[PyTorch] [torch.compile] Remove module reference from autograd function args by pggPL · Pull Request #2791 · NVIDIA/TransformerEngine

pggPL · 2026-03-23T13:59:27Z

The torch.autograd.functions in TE modules have module argument, which is used for weight cache.
This will not work with torch.compile. This PR changed that with direct tensor pass and return from operator and cache update outside torch.autograd.function.

Type of change

Documentation change (change only to the documentation, either a fix or a new content)
Bug fix (non-breaking change which fixes an issue)
New feature (non-breaking change which adds functionality)
Breaking change (fix or feature that would cause existing functionality to not work as expected)
Infra/Build change
Code refactoring

Checklist:

I have read and followed the contributing guidelines
The functionality is complete
I have commented my code, particularly in hard-to-understand areas
I have made corresponding changes to the documentation
My changes generate no new warnings
I have added tests that prove my fix is effective or that my feature works
New and existing unit tests pass locally with my changes

Extract weight quantization into standalone `quantize_weight()` function in base.py, eliminating the need to pass `self` (nn.Module) into autograd functions. Each op's autograd function now receives/returns Optional[Tensor] weight workspaces instead, with cache management handled by the nn.Module before/after the autograd call. Signed-off-by: Pawel Gadzinski <pgadzinski@nvidia.com> Made-with: Cursor

…autograd_args Signed-off-by: Pawel Gadzinski <pgadzinski@nvidia.com> Made-with: Cursor # Conflicts: # transformer_engine/pytorch/module/base.py

for more information, see https://pre-commit.ci

No callers remain after the quantize_weight refactor. Signed-off-by: Pawel Gadzinski <pgadzinski@nvidia.com> Made-with: Cursor

greptile-apps · 2026-03-23T14:16:09Z

Greptile Summary

This PR removes module references from torch.autograd.Function forward arguments across all five PyTorch modules in TransformerEngine, replacing side-effecting module.get_weight_workspace() calls with explicit tensor passing and returning. The new standalone quantize_weight() helper in base.py faithfully replicates the old method's cache-hit, cache-miss, and workspace-invalidation logic. Backward return orders, gradient counts, and workspace semantics are all preserved correctly throughout.

Confidence Score: 5/5

Safe to merge — the refactoring is logically correct with backward signatures, gradient counts, and workspace semantics all preserved; remaining findings are style-level.

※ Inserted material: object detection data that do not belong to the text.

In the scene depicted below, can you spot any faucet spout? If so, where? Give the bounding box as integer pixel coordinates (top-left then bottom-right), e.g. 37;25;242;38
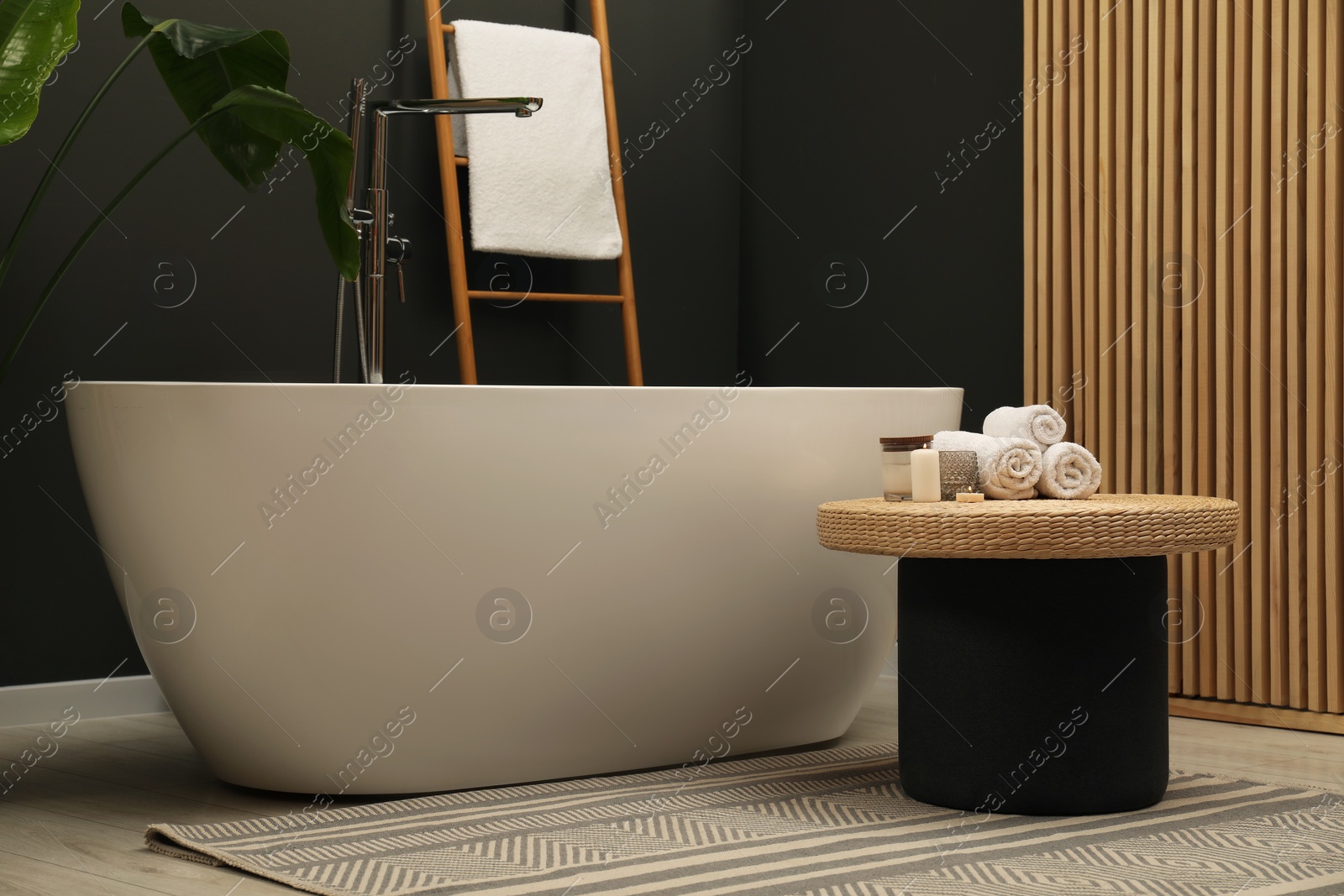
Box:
354;86;542;383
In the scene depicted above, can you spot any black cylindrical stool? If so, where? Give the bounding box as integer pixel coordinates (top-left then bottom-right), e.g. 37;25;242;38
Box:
896;556;1168;815
817;495;1239;815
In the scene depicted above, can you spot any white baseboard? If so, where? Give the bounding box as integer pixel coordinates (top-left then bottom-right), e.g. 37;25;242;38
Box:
0;676;168;728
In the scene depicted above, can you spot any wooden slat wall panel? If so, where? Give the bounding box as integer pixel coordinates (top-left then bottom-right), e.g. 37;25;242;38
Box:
1023;0;1344;717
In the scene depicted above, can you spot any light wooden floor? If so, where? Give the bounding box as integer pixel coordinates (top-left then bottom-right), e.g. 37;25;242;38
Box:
0;676;1344;896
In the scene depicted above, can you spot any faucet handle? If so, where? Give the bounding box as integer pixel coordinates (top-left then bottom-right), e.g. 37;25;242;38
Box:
387;237;412;305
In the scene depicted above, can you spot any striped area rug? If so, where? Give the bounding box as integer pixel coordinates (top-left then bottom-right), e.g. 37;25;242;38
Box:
145;744;1344;896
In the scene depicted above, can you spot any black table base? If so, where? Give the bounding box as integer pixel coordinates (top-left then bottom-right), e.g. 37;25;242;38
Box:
898;556;1171;815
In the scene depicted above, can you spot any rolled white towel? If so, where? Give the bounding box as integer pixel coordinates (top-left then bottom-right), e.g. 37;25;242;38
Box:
929;430;1042;501
1037;442;1100;498
984;405;1068;451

All five changed files verified: backward return orders match new forward parameter positions, quantize_weight faithfully replicates old cache logic, and get_weight_workspace is fully deleted with no remaining callers. The only open items are a dead isinstance guard (harmless) and the list-vs-tuple question in _GroupedLinear (style/possible future compile nuance). Neither blocks correctness today.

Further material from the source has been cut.